The price action in the Dollar/Yen was primarily driven by the up and down movement in Treasury yields. Rallies were also driven by flight to safety buying at the height of the political turmoil in Italy, and lower when tensions eased. Better-than-forecast U.S. jobs data also drove the Forex pair higher as it solidified a June rate hike by the Fed, and raised the odds of perhaps as many as two more rate hikes after that in 2018.
The USD/JPY settled at 109.519, up 0.134 or +0.12%.
There were no major reports out of Japan last week. However, several minor reports posted better than expected results including the SPPI, Retail Sales, Housing Starts and Capital Spending.
In other news, the BOJ’s Governor Kuroda acknowledged a slowdown in the Japanese economy. He also said the BOJ must begin to investigate the potential reasons behind Japan’s sluggish inflation and lagging wage growth.
U.S. job growth accelerated in May and the unemployment rate dropped to an 18-year low, highlighting tightening labor conditions. The government also reported solid wage gains, making a rate hike in June near-certain, and raising expectations of a fourth hike this year.
According to the Bureau of Labor Statistics, the U.S. economy continued to add jobs at a brisk pace in May, with nonfarm payrolls up 223,000 and the unemployment rate falling to 3.8 percent. Economists were looking for payroll growth of 188,000 and the jobless rate to hold steady at 3.9 percent.

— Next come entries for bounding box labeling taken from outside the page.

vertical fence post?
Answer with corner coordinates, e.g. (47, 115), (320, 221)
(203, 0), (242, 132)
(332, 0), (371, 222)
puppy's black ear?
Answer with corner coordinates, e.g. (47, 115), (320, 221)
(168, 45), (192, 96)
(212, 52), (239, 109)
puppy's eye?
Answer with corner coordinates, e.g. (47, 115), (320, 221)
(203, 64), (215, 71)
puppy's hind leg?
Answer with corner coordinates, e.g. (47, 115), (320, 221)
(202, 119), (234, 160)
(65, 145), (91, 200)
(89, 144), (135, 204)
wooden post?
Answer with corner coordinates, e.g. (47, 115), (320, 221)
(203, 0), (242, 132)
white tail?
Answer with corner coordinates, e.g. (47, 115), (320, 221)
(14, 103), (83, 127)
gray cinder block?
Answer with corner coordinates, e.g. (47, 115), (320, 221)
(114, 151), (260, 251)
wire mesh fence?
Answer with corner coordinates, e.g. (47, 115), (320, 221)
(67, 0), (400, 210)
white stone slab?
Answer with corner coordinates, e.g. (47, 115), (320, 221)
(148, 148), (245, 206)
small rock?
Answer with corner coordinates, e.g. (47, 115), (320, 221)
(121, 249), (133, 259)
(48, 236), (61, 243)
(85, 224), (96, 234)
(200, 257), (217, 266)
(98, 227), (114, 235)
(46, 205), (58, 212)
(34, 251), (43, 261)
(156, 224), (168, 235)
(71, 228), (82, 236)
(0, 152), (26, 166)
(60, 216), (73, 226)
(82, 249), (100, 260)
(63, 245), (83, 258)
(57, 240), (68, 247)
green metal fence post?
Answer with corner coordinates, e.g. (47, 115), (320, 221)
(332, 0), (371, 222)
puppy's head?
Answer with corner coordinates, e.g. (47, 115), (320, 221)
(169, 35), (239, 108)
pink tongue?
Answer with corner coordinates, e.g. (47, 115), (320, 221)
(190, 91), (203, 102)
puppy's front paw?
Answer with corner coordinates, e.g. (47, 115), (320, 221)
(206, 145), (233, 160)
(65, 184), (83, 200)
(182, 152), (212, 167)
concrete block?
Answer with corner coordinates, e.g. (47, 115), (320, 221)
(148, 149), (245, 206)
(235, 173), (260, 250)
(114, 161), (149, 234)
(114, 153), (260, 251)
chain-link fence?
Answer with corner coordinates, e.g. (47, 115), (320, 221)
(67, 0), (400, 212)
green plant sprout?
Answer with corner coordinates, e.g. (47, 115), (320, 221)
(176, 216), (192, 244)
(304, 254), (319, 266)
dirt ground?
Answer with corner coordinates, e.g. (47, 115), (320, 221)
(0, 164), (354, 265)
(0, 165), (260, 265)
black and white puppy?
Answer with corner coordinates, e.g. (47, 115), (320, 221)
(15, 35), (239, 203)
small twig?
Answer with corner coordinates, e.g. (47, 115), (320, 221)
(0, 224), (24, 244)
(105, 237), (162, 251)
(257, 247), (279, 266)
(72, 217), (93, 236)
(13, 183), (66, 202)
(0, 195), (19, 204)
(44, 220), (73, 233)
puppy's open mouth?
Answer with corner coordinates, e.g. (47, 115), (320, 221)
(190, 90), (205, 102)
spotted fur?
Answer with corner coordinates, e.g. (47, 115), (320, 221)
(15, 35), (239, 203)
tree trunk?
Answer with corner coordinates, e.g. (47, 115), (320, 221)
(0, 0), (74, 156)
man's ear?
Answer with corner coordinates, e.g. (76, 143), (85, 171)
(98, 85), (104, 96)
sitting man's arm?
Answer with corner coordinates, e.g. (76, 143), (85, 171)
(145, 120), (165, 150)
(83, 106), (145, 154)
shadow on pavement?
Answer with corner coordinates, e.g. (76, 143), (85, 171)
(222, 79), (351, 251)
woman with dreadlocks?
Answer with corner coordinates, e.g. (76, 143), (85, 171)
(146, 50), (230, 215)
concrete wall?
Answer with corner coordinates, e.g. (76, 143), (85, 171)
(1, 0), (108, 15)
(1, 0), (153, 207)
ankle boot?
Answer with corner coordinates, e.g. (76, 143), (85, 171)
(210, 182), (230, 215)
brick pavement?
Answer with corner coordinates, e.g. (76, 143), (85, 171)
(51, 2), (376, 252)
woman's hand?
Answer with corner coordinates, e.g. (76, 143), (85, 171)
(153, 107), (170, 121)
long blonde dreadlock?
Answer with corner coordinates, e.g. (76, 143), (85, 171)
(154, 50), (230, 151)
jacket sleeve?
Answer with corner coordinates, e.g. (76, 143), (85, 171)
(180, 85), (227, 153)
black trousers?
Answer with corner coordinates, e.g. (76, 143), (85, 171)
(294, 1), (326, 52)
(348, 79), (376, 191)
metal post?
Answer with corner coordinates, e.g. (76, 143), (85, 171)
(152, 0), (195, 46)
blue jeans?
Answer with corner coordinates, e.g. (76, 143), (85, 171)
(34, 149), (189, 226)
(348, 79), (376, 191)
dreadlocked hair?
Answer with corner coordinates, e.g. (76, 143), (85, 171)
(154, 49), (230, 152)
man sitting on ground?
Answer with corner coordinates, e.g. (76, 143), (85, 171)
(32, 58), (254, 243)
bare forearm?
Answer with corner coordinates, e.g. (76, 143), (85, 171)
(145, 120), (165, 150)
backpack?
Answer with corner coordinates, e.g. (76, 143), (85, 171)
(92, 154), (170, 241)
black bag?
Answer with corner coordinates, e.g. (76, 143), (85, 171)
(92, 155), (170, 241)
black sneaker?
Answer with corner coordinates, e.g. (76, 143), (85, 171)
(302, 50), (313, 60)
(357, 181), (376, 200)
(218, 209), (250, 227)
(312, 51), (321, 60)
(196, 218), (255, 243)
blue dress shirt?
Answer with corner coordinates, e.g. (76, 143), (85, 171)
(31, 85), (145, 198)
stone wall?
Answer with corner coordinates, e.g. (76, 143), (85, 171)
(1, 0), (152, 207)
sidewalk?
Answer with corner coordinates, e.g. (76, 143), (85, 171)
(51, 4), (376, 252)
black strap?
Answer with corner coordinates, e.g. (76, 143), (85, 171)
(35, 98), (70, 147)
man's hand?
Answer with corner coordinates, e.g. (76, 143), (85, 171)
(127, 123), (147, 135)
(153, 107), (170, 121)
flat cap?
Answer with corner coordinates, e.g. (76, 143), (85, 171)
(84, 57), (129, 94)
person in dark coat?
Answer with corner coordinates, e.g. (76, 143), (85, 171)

Most importantly, the closely watched average hourly earnings metric rose 0.3 percent, slightly warmer than expected, yielding an annualized rate of 2.7 percent, up one-tenth of a point from April. Economists were looking for a 0.2 percent increase.
U.S. Treasury yields rose Friday after the government reported that the economy added more jobs than expected while wages increased better than expected in the month of May.
The yield on the benchmark 10-year Treasury note was higher at 2.888 percent, down from session highs above 2.9 percent. The yield on the 30-year Treasury bond was also higher at 3.035 percent.
There are no major reports out of Japan this week. The U.S. is set to release data on ISM Non-Manufacturing PMI. With a June rate hike a statistical certainty, the focus for traders will focus on whether the Fed is concerned enough about inflation to raise interest rates in September and December, or only one more time.
Without any geopolitical events to muck up the markets, the direction of the USD/JPY will be primarily driven by the movement in Treasury yields. Geopolitical issues will create uncertainty and this will send investors into the Japanese Yen for safety reasons.
Volatility could return as Friday’s jobs report may have changed the outlook for additional rate hikes. This could force traders to adjust positions to reflect this.